Levin and his little brother Wilbur. |
Getting asked to be my student's godmother at his Baptism. |
In one of my favorite novels of all time The Brothers Karamazov (I'm really not trying to be pretentious -- if you've read it you know it's great stuff!) the brother Ivan makes his case that freedom is not worth the suffering of innocent children, that the world order set down by God in the form of free will, and atonement, is not worth the blood and tears of one abused child. "Why, the whole world of knowledge is not worth that child's prayer to 'dear, kind, God.'"
Dostoevsky had an answer for that, and it's all somewhere in the God who didn't remain just God but became man and died, and somewhere deep in my own personal culpability, which I am to spend my life atoning for. But the logic of Ivan sometimes is clearer, more seductive, more plain. Then again, it's no way to live.

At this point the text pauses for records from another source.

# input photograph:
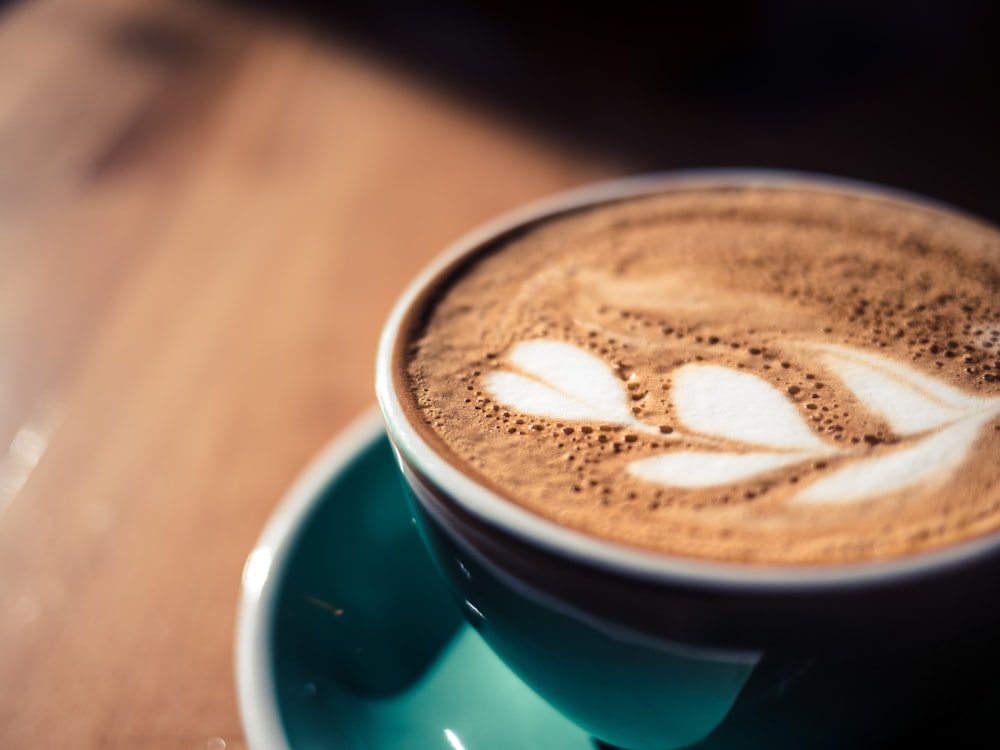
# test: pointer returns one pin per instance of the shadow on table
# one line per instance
(897, 92)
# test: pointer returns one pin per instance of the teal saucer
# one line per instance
(347, 638)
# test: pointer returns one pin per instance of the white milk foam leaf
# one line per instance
(740, 407)
(695, 470)
(533, 397)
(566, 383)
(930, 460)
(908, 400)
(935, 424)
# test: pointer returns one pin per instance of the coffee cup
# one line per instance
(709, 459)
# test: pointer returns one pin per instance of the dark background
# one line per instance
(902, 93)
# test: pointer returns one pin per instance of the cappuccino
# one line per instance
(766, 375)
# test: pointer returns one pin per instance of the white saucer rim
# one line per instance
(256, 691)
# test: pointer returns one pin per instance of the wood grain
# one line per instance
(204, 218)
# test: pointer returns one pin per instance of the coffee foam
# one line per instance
(760, 375)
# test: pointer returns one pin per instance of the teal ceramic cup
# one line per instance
(653, 652)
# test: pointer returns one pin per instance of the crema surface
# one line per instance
(760, 375)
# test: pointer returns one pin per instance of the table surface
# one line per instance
(205, 215)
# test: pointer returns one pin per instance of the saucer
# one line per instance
(347, 638)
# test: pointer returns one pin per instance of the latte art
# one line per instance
(765, 375)
(724, 406)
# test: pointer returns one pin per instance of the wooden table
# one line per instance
(205, 216)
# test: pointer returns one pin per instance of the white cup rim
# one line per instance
(535, 530)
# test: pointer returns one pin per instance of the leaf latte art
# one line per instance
(767, 375)
(723, 406)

That personal culpability sometimes takes more concrete and immediate terms. I left them after a year of getting to love them, I needed to leave, and I went into it knowing I would. I took so much from them, then I left. I might have given a little, too, but ultimately I'm gone. That's an incredible responsibility. The story doesn't have to end there, unless I let it. But distance and forgetfulness are funny things; I feel them creeping up on me already.

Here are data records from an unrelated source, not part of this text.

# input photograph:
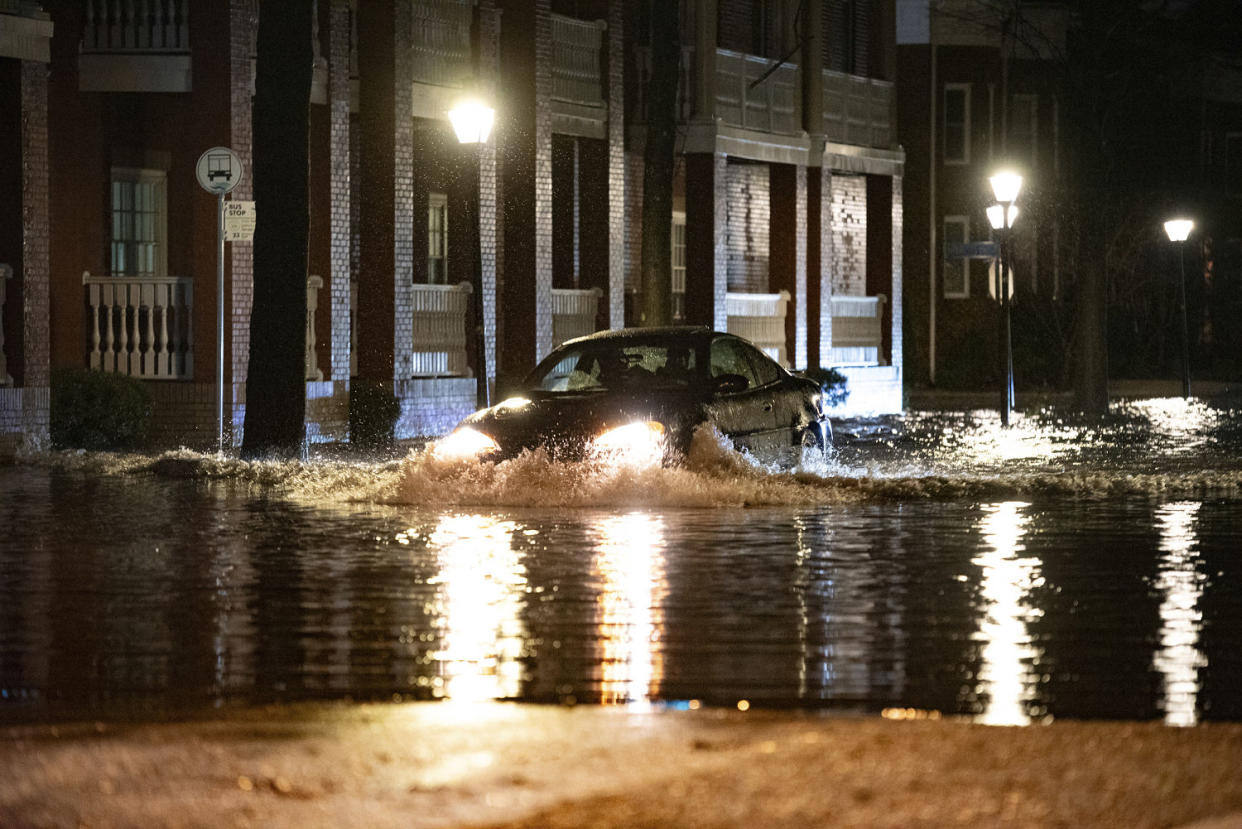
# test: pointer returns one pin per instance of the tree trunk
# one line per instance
(276, 379)
(657, 180)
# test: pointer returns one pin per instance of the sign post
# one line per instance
(219, 170)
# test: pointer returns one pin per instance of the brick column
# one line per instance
(819, 267)
(338, 108)
(240, 259)
(35, 256)
(786, 264)
(525, 54)
(707, 257)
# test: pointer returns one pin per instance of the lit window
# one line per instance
(955, 271)
(956, 123)
(437, 239)
(678, 259)
(139, 221)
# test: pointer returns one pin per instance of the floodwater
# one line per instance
(934, 563)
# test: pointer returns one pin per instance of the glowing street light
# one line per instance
(1179, 230)
(1006, 187)
(472, 122)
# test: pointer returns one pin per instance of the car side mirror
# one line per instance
(730, 384)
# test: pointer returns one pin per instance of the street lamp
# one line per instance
(1178, 230)
(472, 122)
(1006, 185)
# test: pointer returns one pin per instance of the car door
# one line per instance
(743, 412)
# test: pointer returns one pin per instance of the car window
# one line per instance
(728, 357)
(766, 370)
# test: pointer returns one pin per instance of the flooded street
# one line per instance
(1058, 569)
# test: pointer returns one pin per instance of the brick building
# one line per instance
(432, 262)
(971, 100)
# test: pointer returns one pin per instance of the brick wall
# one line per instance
(35, 256)
(848, 229)
(747, 238)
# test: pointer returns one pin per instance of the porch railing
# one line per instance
(576, 73)
(441, 41)
(439, 346)
(140, 326)
(313, 285)
(127, 26)
(5, 275)
(857, 334)
(573, 312)
(768, 107)
(760, 318)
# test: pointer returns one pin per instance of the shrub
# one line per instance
(373, 413)
(98, 410)
(832, 383)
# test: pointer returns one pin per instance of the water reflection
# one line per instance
(1181, 586)
(629, 559)
(1006, 676)
(481, 586)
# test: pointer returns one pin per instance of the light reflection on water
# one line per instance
(935, 562)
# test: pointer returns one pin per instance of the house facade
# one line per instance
(434, 264)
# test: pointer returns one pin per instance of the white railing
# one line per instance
(857, 334)
(573, 312)
(313, 285)
(760, 318)
(140, 326)
(575, 60)
(441, 41)
(769, 106)
(439, 346)
(137, 26)
(5, 275)
(857, 109)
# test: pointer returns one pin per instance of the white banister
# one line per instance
(313, 285)
(573, 312)
(439, 344)
(857, 332)
(5, 275)
(760, 318)
(159, 26)
(140, 326)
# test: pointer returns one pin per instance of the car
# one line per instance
(640, 394)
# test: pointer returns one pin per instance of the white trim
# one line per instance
(965, 127)
(961, 262)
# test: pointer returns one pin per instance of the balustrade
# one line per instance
(573, 312)
(140, 326)
(760, 318)
(5, 275)
(857, 332)
(575, 60)
(313, 285)
(439, 344)
(137, 26)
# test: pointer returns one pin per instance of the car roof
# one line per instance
(660, 332)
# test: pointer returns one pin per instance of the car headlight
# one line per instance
(637, 443)
(463, 444)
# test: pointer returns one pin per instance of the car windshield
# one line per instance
(602, 366)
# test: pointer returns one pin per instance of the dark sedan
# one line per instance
(641, 393)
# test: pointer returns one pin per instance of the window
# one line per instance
(956, 270)
(678, 260)
(437, 239)
(1024, 128)
(139, 221)
(956, 123)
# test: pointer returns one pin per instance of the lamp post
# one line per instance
(1005, 187)
(1178, 231)
(472, 122)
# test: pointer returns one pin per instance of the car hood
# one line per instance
(568, 420)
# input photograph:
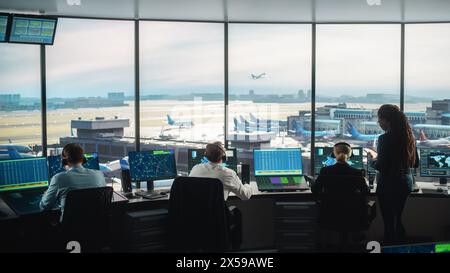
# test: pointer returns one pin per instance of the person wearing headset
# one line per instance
(342, 151)
(215, 153)
(75, 177)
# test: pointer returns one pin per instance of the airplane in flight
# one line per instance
(259, 76)
(300, 131)
(181, 124)
(358, 136)
(281, 123)
(433, 143)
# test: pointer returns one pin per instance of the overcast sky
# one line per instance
(93, 57)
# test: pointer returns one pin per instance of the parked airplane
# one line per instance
(259, 76)
(281, 123)
(181, 124)
(300, 131)
(433, 143)
(358, 136)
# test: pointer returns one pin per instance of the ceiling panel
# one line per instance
(244, 10)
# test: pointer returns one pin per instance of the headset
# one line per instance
(342, 143)
(224, 154)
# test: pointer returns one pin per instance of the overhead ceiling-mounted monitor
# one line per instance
(4, 27)
(32, 29)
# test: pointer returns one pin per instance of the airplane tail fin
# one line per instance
(170, 121)
(352, 130)
(422, 136)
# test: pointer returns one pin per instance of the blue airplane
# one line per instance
(300, 131)
(357, 135)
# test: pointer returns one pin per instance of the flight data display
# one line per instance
(324, 157)
(33, 30)
(3, 27)
(277, 162)
(197, 156)
(435, 162)
(24, 173)
(152, 165)
(280, 183)
(55, 164)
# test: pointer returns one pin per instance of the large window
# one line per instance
(269, 87)
(90, 87)
(427, 83)
(358, 70)
(182, 85)
(20, 100)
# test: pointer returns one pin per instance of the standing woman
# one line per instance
(396, 155)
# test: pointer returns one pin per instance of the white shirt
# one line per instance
(229, 178)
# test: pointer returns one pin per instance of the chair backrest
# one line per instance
(87, 213)
(343, 202)
(198, 215)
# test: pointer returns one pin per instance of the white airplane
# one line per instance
(181, 124)
(259, 76)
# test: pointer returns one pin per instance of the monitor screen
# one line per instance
(277, 162)
(435, 162)
(324, 157)
(4, 19)
(55, 164)
(32, 29)
(152, 165)
(196, 156)
(23, 173)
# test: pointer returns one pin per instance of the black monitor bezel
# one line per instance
(420, 163)
(361, 149)
(287, 148)
(12, 16)
(160, 177)
(203, 149)
(8, 26)
(27, 189)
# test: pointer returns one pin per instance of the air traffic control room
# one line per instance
(224, 126)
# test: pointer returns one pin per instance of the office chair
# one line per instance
(86, 218)
(199, 218)
(343, 205)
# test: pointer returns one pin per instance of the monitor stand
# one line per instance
(150, 192)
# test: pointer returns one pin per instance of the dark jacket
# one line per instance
(392, 177)
(340, 169)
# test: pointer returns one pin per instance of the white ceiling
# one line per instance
(243, 10)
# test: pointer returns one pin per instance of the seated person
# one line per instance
(75, 177)
(342, 152)
(215, 153)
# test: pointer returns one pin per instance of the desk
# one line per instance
(424, 215)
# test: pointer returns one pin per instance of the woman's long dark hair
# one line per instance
(405, 142)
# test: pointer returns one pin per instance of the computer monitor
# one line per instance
(324, 157)
(55, 163)
(435, 162)
(23, 173)
(4, 27)
(278, 169)
(31, 29)
(197, 156)
(152, 165)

Really all this wrestling is something everyone does anyway, I've just given it my own twist. The truth is, when I think back on my time there now, what I remember most is being happy.
And when I think on my life now, the proper response is gratefulness.
Thanks again for reading this blog. Many of you supported me financially too, which I am so very grateful for. I may post just one more time to let you know when I'll be giving a presentation on my time in Honduras at my parish, St. Stephen's in Pennsauken, N.J. I've been working with the pastor there to set a date and when it's all settled I'll let you know. Most of all, I know many of you were with me in prayer this year, and that was such a blessing. I can't thank you all enough for your love and support on this journey!
There's a beautiful prayer, written to commemorate the martyrdom of Msgr. Oscar Romero in El Salvador, that tells how all work like this must necessarily be incomplete. I was reminded of it recently by my boss at Catholic Charities. So I won't try to wrap this blog up too neatly either, but will instead use those words.
It helps, now and then, to step back and take a long view.
The kingdom is not only beyond our efforts, it is even beyond our vision.
We accomplish in our lifetime only a tiny fraction of the magnificent
enterprise that is God's work. Nothing we do is complete, which is a way of
saying that the Kingdom always lies beyond us.
No statement says all that could be said.
No prayer fully expresses our faith.
No confession brings perfection.
No pastoral visit brings wholeness.
No program accomplishes the Church's mission.
No set of goals and objectives includes everything.
This is what we are about.
We plant the seeds that one day will grow.
We water seeds already planted, knowing that they hold future promise.
We lay foundations that will need further development.
We provide yeast that produces far beyond our capabilities.
We cannot do everything, and there is a sense of liberation in realizing that.
This enables us to do something, and to do it very well.
It may be incomplete, but it is a beginning, a step along the way, an
opportunity for the Lord's grace to enter and do the rest.
We may never see the end results, but that is the difference between the master
builder and the worker.
We are workers, not master builders; ministers, not messiahs.
We are prophets of a future not our own.